Hirevo opened this issue · comments

The current state of how symbols are parsed in both interpreters in som-rs is somewhat non-standard, compared to other SOMs.

This issue stands to track the cases where som-rs behaves differently from other SOMs, in order to get them all fixed.

Here are the problematic cases that I am currently aware of:

  • Spaces between # and identifier (ex: # foo, accepted by most SOMs, rejected by som-rs)
  • Spaces between # and operator (ex: # +, accepted by most SOMs, rejected by som-rs)
  • Spaces between # and string literal (ex: # 'foo', accepted by most SOMs, rejected by som-rs)
  • Non-leading successive colons in selector (ex: #foo::, rejected by most SOMs, accepted by som-rs)
  • Leading digits after colons (ex: #foo:2:, rejected by most SOMs, accepted by som-rs)

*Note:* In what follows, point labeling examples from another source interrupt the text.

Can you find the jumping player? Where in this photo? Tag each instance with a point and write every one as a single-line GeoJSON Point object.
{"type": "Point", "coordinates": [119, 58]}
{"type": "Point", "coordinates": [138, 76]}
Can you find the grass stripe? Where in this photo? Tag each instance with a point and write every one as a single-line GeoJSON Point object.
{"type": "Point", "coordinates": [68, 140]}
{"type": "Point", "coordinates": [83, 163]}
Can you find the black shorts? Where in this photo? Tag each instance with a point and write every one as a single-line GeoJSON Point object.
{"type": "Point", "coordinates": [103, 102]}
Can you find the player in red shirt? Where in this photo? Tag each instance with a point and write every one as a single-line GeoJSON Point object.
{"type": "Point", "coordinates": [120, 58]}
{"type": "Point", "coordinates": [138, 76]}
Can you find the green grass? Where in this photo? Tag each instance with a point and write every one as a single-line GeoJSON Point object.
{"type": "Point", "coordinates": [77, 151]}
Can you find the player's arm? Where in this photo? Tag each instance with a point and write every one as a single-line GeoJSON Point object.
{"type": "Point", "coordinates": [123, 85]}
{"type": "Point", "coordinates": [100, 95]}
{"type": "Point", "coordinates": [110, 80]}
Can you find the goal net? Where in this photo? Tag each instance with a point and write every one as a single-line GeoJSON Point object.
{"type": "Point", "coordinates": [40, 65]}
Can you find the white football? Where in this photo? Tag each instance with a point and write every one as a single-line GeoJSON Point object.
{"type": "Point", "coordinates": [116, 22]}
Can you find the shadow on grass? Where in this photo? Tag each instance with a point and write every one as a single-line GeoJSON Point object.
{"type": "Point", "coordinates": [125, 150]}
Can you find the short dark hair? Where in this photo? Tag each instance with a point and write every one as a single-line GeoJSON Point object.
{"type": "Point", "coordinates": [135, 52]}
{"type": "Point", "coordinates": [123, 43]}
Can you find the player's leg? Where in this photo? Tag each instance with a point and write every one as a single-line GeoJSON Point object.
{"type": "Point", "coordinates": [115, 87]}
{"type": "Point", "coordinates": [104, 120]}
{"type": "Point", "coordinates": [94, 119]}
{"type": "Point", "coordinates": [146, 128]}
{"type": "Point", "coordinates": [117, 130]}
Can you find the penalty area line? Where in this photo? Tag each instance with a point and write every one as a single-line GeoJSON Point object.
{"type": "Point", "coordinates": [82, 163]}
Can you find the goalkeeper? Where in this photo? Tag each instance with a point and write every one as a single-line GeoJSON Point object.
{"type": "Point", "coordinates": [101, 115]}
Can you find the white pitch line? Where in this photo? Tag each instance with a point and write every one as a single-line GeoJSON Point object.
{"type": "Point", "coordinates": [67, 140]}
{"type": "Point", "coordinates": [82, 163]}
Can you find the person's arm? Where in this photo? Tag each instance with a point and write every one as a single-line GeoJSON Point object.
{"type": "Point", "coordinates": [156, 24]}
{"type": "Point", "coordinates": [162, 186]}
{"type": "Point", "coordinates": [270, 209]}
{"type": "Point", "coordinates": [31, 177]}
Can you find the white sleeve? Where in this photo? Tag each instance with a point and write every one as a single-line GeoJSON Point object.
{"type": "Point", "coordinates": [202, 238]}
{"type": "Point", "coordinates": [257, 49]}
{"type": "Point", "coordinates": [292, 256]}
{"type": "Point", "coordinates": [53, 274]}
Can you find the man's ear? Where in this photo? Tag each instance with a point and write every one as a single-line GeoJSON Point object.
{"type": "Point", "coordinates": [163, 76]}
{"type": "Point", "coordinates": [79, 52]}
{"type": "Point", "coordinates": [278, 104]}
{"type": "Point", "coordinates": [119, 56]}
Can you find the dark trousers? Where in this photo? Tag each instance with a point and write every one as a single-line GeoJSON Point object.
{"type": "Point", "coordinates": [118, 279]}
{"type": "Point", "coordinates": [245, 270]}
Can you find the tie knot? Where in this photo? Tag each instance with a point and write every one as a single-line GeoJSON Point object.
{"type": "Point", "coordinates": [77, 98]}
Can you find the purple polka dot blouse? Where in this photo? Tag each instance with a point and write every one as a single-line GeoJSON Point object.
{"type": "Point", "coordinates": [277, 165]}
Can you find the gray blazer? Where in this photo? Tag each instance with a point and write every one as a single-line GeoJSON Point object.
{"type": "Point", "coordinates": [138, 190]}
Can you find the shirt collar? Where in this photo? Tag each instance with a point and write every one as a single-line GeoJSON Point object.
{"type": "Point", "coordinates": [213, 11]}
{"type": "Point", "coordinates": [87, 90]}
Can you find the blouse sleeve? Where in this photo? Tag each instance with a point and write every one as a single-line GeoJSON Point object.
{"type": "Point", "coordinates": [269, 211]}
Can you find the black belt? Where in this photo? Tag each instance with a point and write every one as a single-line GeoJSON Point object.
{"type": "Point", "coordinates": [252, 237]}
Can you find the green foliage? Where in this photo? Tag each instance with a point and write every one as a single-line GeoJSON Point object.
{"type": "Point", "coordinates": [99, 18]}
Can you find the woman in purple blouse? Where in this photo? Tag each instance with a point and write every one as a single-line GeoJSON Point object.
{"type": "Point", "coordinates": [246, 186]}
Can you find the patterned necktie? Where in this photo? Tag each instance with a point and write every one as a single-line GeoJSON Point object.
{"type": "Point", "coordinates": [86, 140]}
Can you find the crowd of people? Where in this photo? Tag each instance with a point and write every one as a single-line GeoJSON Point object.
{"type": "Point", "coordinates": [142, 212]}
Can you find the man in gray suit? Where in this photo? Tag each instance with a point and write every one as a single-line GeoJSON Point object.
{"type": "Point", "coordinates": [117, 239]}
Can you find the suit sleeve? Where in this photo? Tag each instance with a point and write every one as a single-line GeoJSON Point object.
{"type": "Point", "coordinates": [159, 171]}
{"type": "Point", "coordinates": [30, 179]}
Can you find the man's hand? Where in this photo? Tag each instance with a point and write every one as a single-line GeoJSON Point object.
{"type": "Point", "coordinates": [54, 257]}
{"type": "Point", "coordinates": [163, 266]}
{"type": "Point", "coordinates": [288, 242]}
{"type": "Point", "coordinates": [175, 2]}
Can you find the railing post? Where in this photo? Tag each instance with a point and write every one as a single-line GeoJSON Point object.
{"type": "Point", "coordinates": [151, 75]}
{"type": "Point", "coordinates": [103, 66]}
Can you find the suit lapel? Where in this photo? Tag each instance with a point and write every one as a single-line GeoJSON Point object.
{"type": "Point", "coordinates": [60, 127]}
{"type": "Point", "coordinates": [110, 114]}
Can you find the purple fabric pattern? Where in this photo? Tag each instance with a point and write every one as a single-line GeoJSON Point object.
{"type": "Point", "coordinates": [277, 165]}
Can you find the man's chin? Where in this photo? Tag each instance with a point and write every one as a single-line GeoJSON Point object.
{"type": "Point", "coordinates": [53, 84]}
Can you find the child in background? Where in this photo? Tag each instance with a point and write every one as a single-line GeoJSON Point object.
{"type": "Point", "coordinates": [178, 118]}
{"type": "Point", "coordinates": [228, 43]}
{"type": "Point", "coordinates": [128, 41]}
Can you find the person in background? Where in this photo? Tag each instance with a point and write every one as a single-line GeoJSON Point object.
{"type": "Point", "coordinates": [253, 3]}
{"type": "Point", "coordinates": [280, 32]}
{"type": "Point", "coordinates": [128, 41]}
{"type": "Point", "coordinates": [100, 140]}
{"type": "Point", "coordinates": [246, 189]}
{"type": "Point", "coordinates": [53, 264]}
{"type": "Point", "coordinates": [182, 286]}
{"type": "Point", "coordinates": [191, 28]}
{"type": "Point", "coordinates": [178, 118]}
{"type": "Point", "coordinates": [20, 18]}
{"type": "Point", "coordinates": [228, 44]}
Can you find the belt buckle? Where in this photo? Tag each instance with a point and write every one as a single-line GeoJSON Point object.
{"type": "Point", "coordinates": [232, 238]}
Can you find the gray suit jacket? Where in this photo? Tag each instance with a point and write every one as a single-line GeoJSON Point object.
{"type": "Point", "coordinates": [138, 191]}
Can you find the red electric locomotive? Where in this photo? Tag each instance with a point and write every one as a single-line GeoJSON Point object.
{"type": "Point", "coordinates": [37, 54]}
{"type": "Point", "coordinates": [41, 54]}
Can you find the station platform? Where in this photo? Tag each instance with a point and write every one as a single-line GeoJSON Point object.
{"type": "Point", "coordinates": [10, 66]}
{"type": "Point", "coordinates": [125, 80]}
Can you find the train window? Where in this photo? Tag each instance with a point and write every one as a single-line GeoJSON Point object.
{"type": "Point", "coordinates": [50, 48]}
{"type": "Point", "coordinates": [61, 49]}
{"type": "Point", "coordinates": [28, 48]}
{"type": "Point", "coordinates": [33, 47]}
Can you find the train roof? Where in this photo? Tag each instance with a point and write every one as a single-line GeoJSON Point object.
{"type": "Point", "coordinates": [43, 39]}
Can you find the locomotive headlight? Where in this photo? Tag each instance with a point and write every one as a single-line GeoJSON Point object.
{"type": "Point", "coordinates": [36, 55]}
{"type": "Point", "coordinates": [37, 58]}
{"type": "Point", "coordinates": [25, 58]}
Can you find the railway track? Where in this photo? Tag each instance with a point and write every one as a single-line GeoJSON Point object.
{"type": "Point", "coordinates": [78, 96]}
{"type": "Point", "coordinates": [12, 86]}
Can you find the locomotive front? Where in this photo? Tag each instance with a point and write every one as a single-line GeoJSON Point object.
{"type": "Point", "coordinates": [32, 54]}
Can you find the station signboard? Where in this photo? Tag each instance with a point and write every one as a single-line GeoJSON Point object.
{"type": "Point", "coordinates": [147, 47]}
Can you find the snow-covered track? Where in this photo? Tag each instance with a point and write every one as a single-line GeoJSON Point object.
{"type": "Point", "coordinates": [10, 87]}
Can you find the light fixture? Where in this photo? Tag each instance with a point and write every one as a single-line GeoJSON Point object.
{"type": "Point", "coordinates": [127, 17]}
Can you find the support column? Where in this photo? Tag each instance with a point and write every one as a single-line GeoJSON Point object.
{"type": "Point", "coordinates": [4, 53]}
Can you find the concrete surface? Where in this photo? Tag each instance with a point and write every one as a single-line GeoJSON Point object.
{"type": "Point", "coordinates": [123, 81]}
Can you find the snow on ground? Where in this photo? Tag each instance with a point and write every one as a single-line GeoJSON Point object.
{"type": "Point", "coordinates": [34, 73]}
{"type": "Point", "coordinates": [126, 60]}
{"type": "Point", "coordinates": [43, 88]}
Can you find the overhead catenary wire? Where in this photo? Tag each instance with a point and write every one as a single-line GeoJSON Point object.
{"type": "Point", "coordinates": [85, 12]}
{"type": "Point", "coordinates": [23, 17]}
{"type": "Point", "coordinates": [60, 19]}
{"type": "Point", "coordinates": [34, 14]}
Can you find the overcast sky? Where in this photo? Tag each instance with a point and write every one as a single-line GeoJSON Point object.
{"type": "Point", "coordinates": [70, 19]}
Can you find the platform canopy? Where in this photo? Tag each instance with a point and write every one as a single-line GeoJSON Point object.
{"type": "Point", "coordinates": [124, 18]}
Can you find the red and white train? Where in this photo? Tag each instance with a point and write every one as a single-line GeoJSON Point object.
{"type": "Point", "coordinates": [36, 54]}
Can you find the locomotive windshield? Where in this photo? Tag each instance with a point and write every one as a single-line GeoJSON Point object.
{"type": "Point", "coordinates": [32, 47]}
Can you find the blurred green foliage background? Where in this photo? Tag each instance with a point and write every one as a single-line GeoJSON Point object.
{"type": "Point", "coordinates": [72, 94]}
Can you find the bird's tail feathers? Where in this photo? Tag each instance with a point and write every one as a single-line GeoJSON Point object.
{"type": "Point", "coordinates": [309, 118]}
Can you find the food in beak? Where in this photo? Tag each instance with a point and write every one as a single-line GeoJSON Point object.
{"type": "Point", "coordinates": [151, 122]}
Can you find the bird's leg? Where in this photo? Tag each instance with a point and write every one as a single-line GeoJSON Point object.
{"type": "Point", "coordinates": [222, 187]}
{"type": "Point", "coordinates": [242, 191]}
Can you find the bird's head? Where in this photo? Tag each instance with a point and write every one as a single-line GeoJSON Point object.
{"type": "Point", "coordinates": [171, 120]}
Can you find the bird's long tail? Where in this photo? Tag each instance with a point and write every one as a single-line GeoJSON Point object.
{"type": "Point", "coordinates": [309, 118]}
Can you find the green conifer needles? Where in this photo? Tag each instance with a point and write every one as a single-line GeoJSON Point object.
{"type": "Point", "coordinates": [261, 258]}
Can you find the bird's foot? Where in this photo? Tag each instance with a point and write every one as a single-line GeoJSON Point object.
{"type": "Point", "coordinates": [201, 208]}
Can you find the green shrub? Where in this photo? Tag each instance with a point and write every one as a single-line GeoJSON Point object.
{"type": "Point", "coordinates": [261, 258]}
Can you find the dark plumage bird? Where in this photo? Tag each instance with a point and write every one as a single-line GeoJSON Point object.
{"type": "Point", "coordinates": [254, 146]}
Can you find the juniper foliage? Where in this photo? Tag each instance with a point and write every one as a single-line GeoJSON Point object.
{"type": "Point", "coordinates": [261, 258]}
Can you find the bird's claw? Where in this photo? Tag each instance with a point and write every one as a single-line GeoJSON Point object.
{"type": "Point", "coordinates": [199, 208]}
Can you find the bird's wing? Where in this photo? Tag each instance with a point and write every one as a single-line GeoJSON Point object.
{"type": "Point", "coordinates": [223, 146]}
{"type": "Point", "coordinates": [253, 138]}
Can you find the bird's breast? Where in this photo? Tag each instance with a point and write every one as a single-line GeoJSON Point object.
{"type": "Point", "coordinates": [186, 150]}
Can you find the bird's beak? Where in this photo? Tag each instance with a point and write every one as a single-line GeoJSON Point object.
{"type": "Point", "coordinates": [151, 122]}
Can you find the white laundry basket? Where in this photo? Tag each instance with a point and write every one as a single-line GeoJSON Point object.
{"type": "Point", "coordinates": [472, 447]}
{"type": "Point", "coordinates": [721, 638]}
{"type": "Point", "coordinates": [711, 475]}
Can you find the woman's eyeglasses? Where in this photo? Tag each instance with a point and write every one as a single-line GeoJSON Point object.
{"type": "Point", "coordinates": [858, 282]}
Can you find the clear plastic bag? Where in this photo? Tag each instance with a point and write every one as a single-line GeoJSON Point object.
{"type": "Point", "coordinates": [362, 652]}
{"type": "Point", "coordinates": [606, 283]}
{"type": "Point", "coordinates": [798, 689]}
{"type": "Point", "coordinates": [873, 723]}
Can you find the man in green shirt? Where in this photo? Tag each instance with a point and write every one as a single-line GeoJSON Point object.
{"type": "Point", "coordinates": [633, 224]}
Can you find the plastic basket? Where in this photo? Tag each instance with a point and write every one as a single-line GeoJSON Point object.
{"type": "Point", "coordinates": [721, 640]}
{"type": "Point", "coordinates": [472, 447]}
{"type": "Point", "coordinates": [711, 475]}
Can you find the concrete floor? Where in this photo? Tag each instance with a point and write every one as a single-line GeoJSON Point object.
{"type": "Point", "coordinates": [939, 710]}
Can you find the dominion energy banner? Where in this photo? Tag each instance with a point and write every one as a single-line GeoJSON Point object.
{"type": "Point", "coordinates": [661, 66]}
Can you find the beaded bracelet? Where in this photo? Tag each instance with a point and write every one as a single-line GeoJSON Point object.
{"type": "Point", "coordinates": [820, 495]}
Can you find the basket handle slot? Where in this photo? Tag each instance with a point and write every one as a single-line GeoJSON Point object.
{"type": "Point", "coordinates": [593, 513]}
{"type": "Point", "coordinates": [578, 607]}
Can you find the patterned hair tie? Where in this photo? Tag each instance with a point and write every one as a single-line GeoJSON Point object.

Somewhat related to this issue is the situation with array literals, which suffer from a similar problem due to also using the # in the syntax:

  • Spaces between # and ( (ex: # (1 2 3), accepted by most SOMs, rejected by som-rs)

Most of these issues are due to the fact that the lexer is currently tokenizing the whole symbol at once (as: Token::Symbol(String)) instead of simply outputting its fragments (something like: [Token::Pound, Token::Selector(String)]).
Delegating the construction of the symbol to the parser would likely be the way forward to address these problems.

Hmmm. Interesting. I am not sure how I feel about these things.

I think we need more tests :)
Especially the situation around spaces is a little odd and an artifact of having a separate lexer in most SOM implementations. The lexer simply discards the space.
But the Smalltalk grammar (ANSI Smalltalk) doesn't explicitly mention spaces, instead it says that a quoted string is to be immediately preceded by a pound sign.

Squeak has the same behavior as SOM, allowing spaces, but it really looks odd to me, and Pharo seems to have fixed it, disallowing spaces between # and the rest of the symbol.

# foo just doesn't look right. The # could be misread as an operator here, for instance in something like 54 # bar, which should be a parse error, because 54 #bar is not a valid expression.

Hmm. I think the biggest problem with this at the moment is that we don't have a cross-SOM mechanism to test for parser errors.